Words cannot express the appreciation for three days I got to hang out with John Warrillow (author of Built to Sell) and some 31 financial professionals who were CPAs, CFOs, M&A players, and executive business coaches. Now that was truly the real financial Dream Team.
During the whole time, I felt I was drinking financial and business intelligence from a giant fire hydrant. But there was one topic John addressed that was both intriguing and new to me–the 5-20 Rule.
John has written about the 5-20 Rule before, and I’ll provide links in the Resources below. But this was the first time I had been exposed to this line of thinking.
A Simple Example
Let’s say your business has a $5 million top line. Using a 5-20 Rule mindset, an acquirer would have a top line of at least $25 million (5x) and no more than $100 million (20x).
The reasoning goes something like this. If the acquirer is not at least five times as large as you are, risk becomes a serious issue. If the acquisition fails over time, there’s a greater likelihood that both businesses will crumble. Makes complete sense. Conversely, if the acquisition fails over the first 12 to 24 months for a much larger business, the write-off is merely a blip on the acquirer’s P&L.
Furthermore, you will be less likely to get the attention of a company more than 20 times your size. That’s because the acquisition is probably too immaterial for the acquirer. I’m sure there are exceptions as we look at the scores of Google acquisitions over time. But those are the exception to the rule.
Getting Outside Validation on the 5-20 Rule
Like other research-minded financial analysts, I wanted another opinion on this interesting concept. I asked my friend Larry Reinharz of Woodbridge International, a leading M&A firm catering to small to mid-sized businesses around the globe.
According to Larry, “If you’re strictly talking about acquirers not backed by Private Equity Groups, I’d say that’s not a bad rule of thumb. Of course each situation is different, but the range he talks about here fits the norm.”
But what about Private Equity Groups? Do they tilt the scale downward on this 5-20 Rule? According to Larry, yes they can.
Larry stated, “Private Equity Groups are becoming more aggressive and increasingly strategic as they continue to do add-on acquisitions for their portfolio companies. I believe 2013 was the first time in 10 years that add-on acquisitions outpaced platform investments for Private Equity Groups.”
“One of the recent deals we completed was an add-on acquisition for a $9 million portfolio company [by] a Private Equity Group. Our client, the seller, actually had $12 million of revenue! We obtained 38 [emphasis purposely added by Mark] offers for our client, and this offer from the Private Equity Group was the strongest [and] best fit,” Larry stated.
So while the 5-20 Rule is sound logic for strategic buyers, don’t be surprised if Private Equity Groups operate outside those boundaries.
So Does This Mean Google is Not Buying My Business?
One of my clients made an insightful comment that a certain blue chip organization doing $6 billion in revenue would probably never buy his less-than-$100 million company.
But that’s not necessarily true. Does the secret sauce of your business represent a good or service the big billion dollar company doesn’t have? Put another way, what do you have they don’t have? And does your business represent the path to least resistance should they want to acquire your company?
Yes, if the billion dollar company buys yours, you are certainly an outlier. But the likelihood of this happening is remote at best. Thus, I still believe the 5-20 Rule fits in most cases.
And Who is John Warrillow?
Who: Husband, father, brother, friend, and more.
What: Entrepreneur, author, speaker, volunteer, Iron Man athlete, world traveler, and so much more.

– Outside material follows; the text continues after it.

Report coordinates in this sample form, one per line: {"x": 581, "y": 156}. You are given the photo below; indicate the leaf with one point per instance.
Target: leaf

In short, brilliant!
Why: Because he wants to see every business that makes a difference be wildly successful and ultimately sell at the greatest value.
I read Built to Sell when it first came out.

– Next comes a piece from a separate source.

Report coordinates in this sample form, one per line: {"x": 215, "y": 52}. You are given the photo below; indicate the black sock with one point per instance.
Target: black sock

I’ve lost count how many I’ve given away, and I’ll continue to share more to other business owners that can value from creating a sellable company.
I’m embarrassed that I have not read Drilling for Gold, but I just bought it about two minutes ago. I’m anxious to dig in.

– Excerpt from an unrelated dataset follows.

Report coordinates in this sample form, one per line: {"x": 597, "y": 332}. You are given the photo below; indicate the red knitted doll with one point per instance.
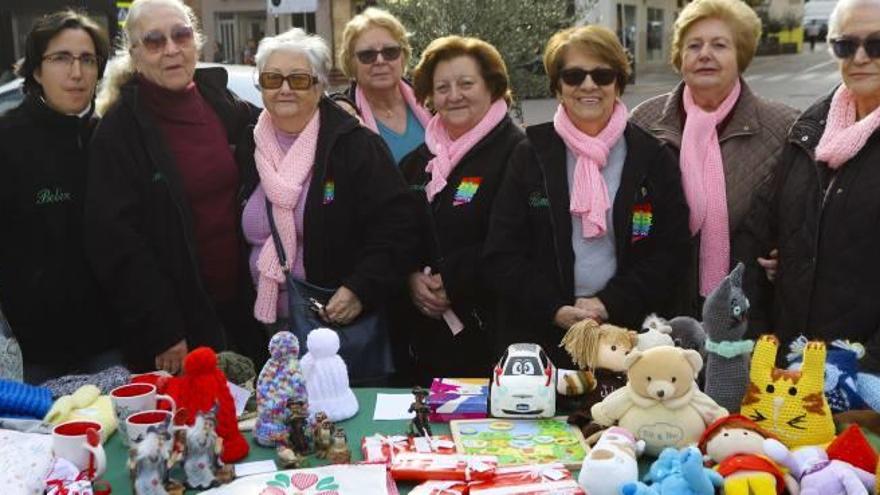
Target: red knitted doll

Finally, John’s newest book will be released in February, and it’s called The Automatic Customer. I finished an advanced copy a couple days ago, and it’s a goldmine of information.
I am not allowed to share any details other than the book is for businesses wanting to create a subscription business in any industry. I could not put it down and have several pages of notes in one of my Moleskins.
As I mentioned earlier, John has written about the 5-20 Rule elsewhere. Here are those links:
1. This article is in The Globe and Mail and was last updated July 3, 2013.
2. The second article was published in Inc. Coincidentally, John addresses Private Equity Groups in this article too.